Content selection and curation aspects

The original image dataset consisted of 6.2m geo-located social media photos posted in Paris in 2017. However, for a not really clarified reason (maybe a technical aspect?), a custom selection of 25.000 photos was chosen according to a list of criteria. Moritz highlights it was his intention not to measure, but portray the city. He says: “Rather than statistics, the project presents a stimulating arrangement of qualitative contents, open for exploration and to interpretation — consciously curated and pre-arranged, but not pre-interpreted.” This curated method wasn’t just used for data selection but also for bridging the t-SNE visualization and the grid visualization. Watch the transition effect in the video below. As a researcher interested in user interface and visualization techniques to support knowledge discovery in digital image collections, I wonder if a curated-applied method could be considered in a Digital Humanities approach.

Data Processing

Using machine learning techniques, the images are organized by similarity and image contents, allowing to visually explore niches and microgenres of image styles and contents. More precisely, it uses t-SNE dimensionality reduction to visualize the features from the last layer of a pre-trained neural network to cluster images of Paris. The author says: “I used feature vectors normally intended for classification to calculate pairwise similarities between the images. The map arrangement was calculated using t-SNE — an algorithm that finds an optimal 2D layout so that similar images are close together.”

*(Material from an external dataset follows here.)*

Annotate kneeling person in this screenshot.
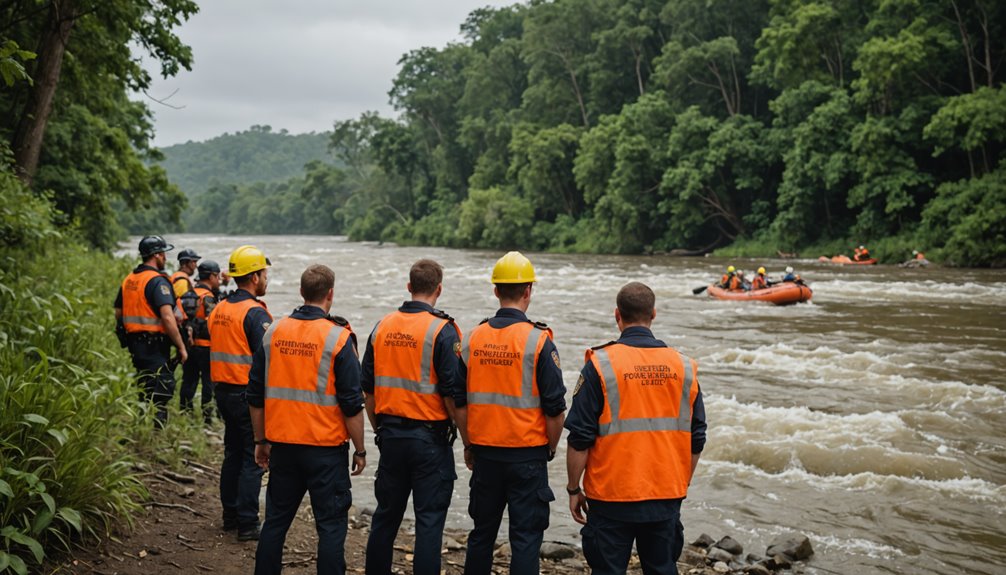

While the t-SNE algorithm takes care of the clustering and neighborhood structure, manual annotations help with identification of curated map areas. These areas can be zoomed on demand enabling close viewing of similar photos.

 

Gugelmann Galaxy

Gugelmann Galaxy is an interactive demo by Mathias Bernhard exploring itens from the Gugelmann Collection, a group of 2336 works by the Schweizer Kleinmeister – Swiss 18th century masters. Gugelmann Galaxy is built on Three.js, a lightweight javascript library, allowing to create animated 3D visualizations in the browser using WebGL.

The images are grouped according to specific parameters that are automatically calculated by image analysis and text analysis from metadata. A high-dimensional space is then projected onto a 3D space, while preserving topological neighborhoods between images in the original space. More explanation about the dimensionality reduction can be read here.

The user interface allows four types of image arrangement: by color distribution, by technique, by description and by composition.  As the mouse hovers over the items, an info box with some metadata is displayed on the left. The user can also perform rotation, zooming, and panning.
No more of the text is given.